You can compare the LG Optimus L7 with many other phones using our Size Visualization Tool.

Modern Square Style”? Check – the phone is rectangular and with sharp edges, but that is fairly neutral for holding it more comfortably. “Floating Mass” and “Sensuous Slim Shape”? Well, the handset is indeed very thin at 8.7mm, but those sub-10mm slim profiles are not sight unseen nowadays, even on flagship handsets. The “Seamless Layout” of the keys is an acquired taste – the power/lock key at the top requires moving your finger from the side to the top, whereas if it was on the right under your thumb it would have been more “intuitive”.

We can agree on the “Harmonized Design Contrast” part, as there are indeed some metallic elements in the design, like the lock key and the 5MP camera module plate on the back, but the rest of it is really just black plastic. The plastic is at least patterned on the back for better grip and a slightly more interesting look.
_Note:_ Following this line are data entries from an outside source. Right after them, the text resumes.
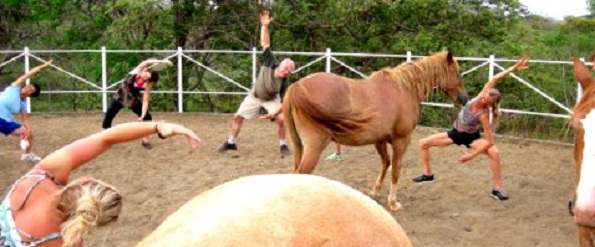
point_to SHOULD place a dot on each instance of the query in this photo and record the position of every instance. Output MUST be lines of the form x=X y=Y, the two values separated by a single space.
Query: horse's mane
x=586 y=103
x=418 y=76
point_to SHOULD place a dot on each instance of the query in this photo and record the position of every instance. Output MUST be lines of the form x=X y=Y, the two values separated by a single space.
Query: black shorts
x=462 y=138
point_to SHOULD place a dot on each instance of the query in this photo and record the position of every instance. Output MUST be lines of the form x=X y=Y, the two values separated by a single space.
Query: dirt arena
x=454 y=211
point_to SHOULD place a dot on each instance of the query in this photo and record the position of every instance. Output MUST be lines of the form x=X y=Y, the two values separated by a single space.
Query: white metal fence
x=105 y=88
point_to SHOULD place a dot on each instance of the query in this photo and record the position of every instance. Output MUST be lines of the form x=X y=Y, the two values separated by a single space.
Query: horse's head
x=584 y=210
x=453 y=85
x=581 y=72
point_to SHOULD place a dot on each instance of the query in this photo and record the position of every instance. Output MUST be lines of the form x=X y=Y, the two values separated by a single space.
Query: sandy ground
x=454 y=211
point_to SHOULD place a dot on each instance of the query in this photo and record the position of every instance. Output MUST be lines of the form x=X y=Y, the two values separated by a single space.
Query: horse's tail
x=290 y=122
x=347 y=122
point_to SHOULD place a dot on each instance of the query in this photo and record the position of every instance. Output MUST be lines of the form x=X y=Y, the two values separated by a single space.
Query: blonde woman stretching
x=43 y=209
x=474 y=114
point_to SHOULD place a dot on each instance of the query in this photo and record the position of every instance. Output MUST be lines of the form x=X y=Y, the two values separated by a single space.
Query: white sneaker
x=30 y=157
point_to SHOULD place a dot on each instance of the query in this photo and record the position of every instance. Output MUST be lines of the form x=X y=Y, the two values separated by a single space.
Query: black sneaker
x=227 y=146
x=146 y=145
x=284 y=150
x=424 y=178
x=499 y=195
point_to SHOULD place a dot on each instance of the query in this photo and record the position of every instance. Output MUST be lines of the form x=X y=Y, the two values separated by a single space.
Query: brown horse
x=584 y=210
x=383 y=108
x=279 y=210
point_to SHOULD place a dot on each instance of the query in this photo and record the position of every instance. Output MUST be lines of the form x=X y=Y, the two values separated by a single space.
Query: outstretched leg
x=585 y=237
x=494 y=154
x=399 y=148
x=382 y=150
x=435 y=140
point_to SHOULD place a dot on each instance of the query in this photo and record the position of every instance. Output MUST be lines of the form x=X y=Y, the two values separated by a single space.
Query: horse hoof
x=395 y=207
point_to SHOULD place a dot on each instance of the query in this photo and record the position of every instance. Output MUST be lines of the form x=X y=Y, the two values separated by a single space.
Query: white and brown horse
x=279 y=210
x=383 y=108
x=583 y=123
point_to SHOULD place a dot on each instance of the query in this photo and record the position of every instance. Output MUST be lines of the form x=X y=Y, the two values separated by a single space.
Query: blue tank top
x=9 y=233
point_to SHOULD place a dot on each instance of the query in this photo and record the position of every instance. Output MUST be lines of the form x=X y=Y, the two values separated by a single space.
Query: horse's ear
x=449 y=57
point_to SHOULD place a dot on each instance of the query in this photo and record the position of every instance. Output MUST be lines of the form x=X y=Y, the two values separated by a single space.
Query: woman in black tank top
x=466 y=132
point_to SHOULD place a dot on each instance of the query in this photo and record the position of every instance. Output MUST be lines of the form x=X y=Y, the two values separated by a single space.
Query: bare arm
x=265 y=40
x=21 y=81
x=145 y=64
x=146 y=97
x=63 y=161
x=518 y=66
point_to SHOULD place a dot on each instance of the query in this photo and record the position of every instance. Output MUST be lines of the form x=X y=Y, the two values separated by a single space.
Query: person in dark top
x=129 y=94
x=267 y=93
x=475 y=114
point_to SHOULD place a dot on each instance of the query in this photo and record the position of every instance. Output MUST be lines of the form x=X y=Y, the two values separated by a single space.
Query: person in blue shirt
x=13 y=100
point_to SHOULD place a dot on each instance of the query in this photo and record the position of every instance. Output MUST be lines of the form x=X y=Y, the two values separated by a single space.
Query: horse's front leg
x=381 y=149
x=399 y=148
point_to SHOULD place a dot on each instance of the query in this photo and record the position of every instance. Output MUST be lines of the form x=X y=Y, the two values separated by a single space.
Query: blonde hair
x=86 y=203
x=495 y=96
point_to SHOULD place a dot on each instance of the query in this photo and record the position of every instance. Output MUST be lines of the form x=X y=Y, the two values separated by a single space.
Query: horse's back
x=279 y=210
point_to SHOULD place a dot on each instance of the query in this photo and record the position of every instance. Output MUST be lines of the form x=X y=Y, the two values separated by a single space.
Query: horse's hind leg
x=313 y=142
x=399 y=148
x=381 y=149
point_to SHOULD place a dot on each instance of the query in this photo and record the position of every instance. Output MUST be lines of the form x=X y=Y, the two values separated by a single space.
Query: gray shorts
x=251 y=106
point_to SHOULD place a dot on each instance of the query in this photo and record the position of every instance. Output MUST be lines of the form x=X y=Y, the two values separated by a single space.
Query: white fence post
x=28 y=80
x=328 y=60
x=180 y=89
x=254 y=61
x=103 y=79
x=491 y=67
x=579 y=90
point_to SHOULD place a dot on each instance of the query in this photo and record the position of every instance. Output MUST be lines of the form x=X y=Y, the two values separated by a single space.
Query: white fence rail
x=103 y=87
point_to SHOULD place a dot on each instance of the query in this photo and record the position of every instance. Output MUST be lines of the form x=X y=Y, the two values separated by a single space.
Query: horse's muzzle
x=462 y=99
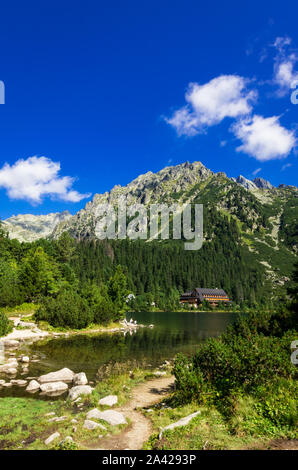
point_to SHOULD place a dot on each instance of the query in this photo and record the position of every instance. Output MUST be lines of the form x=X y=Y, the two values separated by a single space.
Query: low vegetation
x=243 y=383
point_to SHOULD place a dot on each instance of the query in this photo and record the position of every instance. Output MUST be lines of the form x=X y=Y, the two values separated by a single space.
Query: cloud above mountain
x=36 y=177
x=264 y=138
x=208 y=104
x=284 y=74
x=231 y=96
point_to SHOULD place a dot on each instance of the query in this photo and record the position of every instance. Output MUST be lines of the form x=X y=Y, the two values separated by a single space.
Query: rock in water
x=110 y=416
x=32 y=386
x=62 y=375
x=110 y=400
x=80 y=379
x=78 y=390
x=53 y=387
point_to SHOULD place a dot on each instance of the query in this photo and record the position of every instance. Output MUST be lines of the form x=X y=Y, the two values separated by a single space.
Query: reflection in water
x=98 y=355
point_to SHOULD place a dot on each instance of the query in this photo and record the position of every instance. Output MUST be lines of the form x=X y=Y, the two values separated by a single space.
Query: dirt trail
x=143 y=396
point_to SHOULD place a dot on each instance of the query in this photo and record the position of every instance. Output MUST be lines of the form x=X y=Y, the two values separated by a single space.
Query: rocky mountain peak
x=262 y=184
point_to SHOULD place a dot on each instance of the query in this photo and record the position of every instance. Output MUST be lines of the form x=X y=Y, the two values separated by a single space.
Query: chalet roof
x=186 y=294
x=210 y=291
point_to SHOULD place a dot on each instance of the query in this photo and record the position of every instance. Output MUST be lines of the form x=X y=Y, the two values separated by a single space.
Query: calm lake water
x=99 y=355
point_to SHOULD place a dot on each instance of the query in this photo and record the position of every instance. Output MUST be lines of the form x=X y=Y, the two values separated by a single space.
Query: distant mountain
x=266 y=216
x=30 y=227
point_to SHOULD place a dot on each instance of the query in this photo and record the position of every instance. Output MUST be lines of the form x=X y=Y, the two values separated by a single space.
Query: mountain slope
x=265 y=216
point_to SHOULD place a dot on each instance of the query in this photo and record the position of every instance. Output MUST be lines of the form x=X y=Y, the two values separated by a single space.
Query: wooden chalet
x=198 y=295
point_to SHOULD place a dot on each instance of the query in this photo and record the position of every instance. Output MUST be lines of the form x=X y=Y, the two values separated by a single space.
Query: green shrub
x=237 y=364
x=5 y=324
x=67 y=310
x=189 y=380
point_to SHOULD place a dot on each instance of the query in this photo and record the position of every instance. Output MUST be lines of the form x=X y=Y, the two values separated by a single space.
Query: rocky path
x=139 y=431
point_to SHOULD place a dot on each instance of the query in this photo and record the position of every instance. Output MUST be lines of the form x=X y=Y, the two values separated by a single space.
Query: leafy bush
x=237 y=364
x=5 y=324
x=67 y=310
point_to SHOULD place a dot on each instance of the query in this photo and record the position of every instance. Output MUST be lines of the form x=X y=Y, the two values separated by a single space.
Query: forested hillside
x=249 y=247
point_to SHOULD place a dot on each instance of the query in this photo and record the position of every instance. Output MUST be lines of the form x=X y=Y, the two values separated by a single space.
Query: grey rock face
x=262 y=184
x=246 y=183
x=28 y=227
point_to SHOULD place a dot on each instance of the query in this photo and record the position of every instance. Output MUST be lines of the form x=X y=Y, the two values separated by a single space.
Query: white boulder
x=32 y=386
x=51 y=438
x=62 y=375
x=114 y=418
x=109 y=400
x=91 y=425
x=80 y=379
x=78 y=390
x=53 y=387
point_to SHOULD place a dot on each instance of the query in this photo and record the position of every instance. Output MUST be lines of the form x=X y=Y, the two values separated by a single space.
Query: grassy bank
x=253 y=423
x=25 y=422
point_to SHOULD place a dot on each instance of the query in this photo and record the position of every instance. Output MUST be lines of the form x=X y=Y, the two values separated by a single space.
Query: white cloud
x=284 y=74
x=208 y=104
x=36 y=177
x=264 y=138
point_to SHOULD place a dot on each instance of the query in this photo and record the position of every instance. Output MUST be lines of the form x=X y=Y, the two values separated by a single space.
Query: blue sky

We found the volume rocker on the left and the power key too small and flush with the surface to be comfortable for finding and pressing, and with a shallow travel to boot. The home key underneath the display is well-positioned, for that matter, and very comfortable to press.

The phone feels solid overall, and it is fairly easy to operate it with one hand, especially if you have larger palms.


The “Floating Mass” technology for the 4.3” IPS-LCD “NOVA” display that LG utilizes in the Optimus L7, means that the screen is closer to the protective glass, allowing for a slimmer device and a brighter display. Still, it comes with 480x800 pixels of resolution, and 217ppi pixel density is about the bare minimum we expect from this screen size now.

The display sports decent viewing angles and vivid colors, plus its brightness is above average at 450 nits, so outside visibility is decent. Of notable absence is an ambient light sensor to adjust the brightness automatically, so you'll have to make do with the handy toggle in the notification bar.